Adobe and Speechmatics Enhance On-Device Speech Recognition for Premiere

  • Speechmatics and Adobe have deepened their partnership with a new on-device speech-to-text (STT) model in Adobe Premiere, delivering near-cloud accuracy while keeping audio local to the device.
  • The new model processes 1 hour of audio in about 55 seconds and is within 5% relative to cloud accuracy, evaluated across nearly 10 million words of diverse real-world data.
  • The model offers a 12-16% improvement against Whisper-powered creative solutions and supports 55+ languages.
  • The on-device model is available as a C/C++ library on macOS and Windows, integrating with Adobe Premiere for seamless transcription and speaker diarization.

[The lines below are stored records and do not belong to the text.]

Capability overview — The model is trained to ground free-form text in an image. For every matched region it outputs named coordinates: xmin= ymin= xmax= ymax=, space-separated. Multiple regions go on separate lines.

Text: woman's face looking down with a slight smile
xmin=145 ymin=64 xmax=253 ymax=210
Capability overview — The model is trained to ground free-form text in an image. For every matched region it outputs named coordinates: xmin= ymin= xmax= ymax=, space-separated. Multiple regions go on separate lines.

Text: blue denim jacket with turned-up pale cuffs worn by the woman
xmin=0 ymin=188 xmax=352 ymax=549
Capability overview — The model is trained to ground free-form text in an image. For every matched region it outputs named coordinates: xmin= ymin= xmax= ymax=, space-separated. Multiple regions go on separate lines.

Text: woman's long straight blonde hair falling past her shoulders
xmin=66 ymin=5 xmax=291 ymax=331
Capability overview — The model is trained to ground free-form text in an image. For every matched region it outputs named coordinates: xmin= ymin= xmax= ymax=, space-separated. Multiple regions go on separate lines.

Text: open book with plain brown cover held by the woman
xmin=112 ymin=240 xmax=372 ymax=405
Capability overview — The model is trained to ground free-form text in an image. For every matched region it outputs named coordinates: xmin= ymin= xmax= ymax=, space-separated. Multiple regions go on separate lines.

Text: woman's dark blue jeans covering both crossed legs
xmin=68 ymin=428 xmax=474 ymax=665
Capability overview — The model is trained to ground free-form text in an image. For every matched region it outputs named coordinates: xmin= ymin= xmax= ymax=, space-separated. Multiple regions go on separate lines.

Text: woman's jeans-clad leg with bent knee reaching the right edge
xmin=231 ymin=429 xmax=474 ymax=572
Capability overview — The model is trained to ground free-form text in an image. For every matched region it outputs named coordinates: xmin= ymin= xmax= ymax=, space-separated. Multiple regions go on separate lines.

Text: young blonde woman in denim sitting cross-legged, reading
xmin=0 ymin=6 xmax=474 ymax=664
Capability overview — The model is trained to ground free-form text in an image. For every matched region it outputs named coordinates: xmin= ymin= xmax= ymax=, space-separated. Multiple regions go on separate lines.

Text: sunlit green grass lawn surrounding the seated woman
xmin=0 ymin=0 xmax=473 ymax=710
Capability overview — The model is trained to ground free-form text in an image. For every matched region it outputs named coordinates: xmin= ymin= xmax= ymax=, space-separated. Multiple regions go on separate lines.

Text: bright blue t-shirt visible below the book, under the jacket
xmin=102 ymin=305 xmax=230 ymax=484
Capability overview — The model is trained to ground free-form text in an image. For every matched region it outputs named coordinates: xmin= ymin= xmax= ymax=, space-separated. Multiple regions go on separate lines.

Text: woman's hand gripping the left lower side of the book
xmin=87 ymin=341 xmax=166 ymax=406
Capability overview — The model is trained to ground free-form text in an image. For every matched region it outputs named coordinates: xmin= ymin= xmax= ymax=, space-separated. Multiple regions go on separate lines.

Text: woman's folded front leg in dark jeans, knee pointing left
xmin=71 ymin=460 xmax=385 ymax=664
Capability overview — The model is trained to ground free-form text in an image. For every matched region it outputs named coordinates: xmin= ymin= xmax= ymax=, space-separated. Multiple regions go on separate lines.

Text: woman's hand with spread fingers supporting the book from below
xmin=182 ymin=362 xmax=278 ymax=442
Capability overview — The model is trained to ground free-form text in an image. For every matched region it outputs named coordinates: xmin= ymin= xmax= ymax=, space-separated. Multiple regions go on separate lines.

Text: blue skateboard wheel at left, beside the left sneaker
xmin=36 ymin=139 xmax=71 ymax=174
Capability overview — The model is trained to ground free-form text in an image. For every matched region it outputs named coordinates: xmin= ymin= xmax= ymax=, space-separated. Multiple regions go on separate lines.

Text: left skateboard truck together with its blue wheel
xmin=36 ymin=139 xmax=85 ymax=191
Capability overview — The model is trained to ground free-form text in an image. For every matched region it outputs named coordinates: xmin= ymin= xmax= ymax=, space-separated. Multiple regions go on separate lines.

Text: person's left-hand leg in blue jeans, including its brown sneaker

The partnership between Adobe and Speechmatics underscores the growing importance of on-device AI solutions in content creation, driven by increasing data sovereignty concerns and the rise of LLM-centric workflows. As natural language becomes the interface for shaping stories, accurate and private speech-to-text technology is becoming a critical foundation for optimizing content workflows and enabling agentic AI. This development is part of a broader trend towards decentralized, privacy-focused AI solutions that cater to the needs of global creator communities.

Adoption Pace
How quickly studios, agencies, and production companies will integrate the new on-device model into their workflows, particularly in privacy-sensitive environments.
Competitive Edge
Whether Speechmatics can sustain its 12-16% accuracy advantage over Whisper-powered solutions as competitors enhance their own on-device offerings.
Market Expansion
The pace at which Speechmatics can expand its on-device model to other industries beyond media, such as healthcare and contact centers.